6. Al Pacino in ‘Dog Day Afternoon’ (1975), directed by Sidney Lumet

Watching this portrait of a doomed bank robber, played with chaotic fury by Pacino, trying to get money for his lover’s gender confirmation surgery “was the first time I realized as an actor that there was no acting involved, there is only reacting to situations,” says Root.

7. Meryl Streep in ‘Sophie’s Choice’ (1982), directed by Alan J. Pakula

Streep plays a Holocaust survivor living in Brooklyn, traumatized by decisions she had to make during the war. “I can’t think of another actress who has more prowess than Meryl Streep,” Harden says. “Her performance — from crafting the Polish accent to [even finding] the bits of humor [in the role] — just raised the bar.”

8. James Earl Jones in ‘Fences’ (1987), directed by Lloyd Richards

Jones originated the role of Troy Maxson, the stubborn, scarred but ultimately noble father living in 1950s Pittsburgh who is at the center of August Wilson’s classic play, on Broadway.
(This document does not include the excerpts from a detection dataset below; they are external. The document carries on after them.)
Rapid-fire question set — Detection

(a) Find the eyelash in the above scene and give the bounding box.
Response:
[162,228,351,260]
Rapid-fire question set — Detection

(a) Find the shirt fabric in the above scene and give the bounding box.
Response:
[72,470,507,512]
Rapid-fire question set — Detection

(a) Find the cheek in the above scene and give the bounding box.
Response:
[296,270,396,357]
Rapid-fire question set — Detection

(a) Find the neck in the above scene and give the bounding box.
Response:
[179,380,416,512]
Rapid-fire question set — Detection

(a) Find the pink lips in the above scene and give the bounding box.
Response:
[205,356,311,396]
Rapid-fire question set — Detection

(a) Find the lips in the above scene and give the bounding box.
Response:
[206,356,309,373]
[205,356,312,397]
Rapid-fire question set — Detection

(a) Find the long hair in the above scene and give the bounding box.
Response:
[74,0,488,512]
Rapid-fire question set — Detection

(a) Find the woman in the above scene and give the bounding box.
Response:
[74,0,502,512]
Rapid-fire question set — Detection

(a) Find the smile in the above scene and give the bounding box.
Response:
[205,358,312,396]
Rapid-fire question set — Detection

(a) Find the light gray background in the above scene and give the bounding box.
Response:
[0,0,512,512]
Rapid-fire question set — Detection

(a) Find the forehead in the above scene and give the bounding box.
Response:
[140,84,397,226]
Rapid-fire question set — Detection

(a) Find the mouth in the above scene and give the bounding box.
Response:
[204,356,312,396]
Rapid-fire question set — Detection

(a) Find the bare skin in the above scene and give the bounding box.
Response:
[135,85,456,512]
Though it’s not a film performance, Pierce notes that it can be watched on film at the Library for the Performing Arts at Lincoln Center in New York. “It was absolutely stunning and revelatory,” he says of seeing Jones on opening night in 1987. “When I say ‘revelatory,’ I mean it speaks to our humanity. His performance was so strong and specific that it became universal.”

9. Cynthia Erivo in ‘Wicked’ (2024), directed by Jon M. Chu

Giles Keyte/Universal Pictures

Harden says Erivo’s Elphaba, in this retelling of “The Wizard of Oz” from the perspective of the Wicked Witch of the West, once again changed how women are represented in films. Erivo is “playing this major character in a musical that wasn’t written to be a Black woman” and making the part her own. “She took the role to a third level.”

10. Eva Victor in ‘Sorry, Baby’ (2025), directed by Eva Victor

Philip Keith/A24, via Associated Press

Victor, who also wrote and directed the film, plays a reclusive college professor coming to terms with a sexual assault. “That was a profoundly moving performance because of how the actor drew you in,” says Pierce. “You couldn’t help but feel, no matter who you are, that you knew exactly what that character was going through.”

11. Michael B. Jordan in ‘Sinners’ (2025), directed by Ryan Coogler

Warner Brothers Pictures/Alamy

In “Sinners,” Jordan, who won an Oscar for his performance, plays twin brothers who work for a criminal empire in Chicago and return home to the Jim Crow South for the first time in years. One of Jordan’s earliest roles was as a child drug dealer on “The Wire,” playing opposite Pierce. “I’m really honored to actually know him because I remember him as a little boy,” Pierce says. “The thing that makes it wonderful is that he plays the twins — who share the same DNA — so different.”

These interviews have been edited and condensed.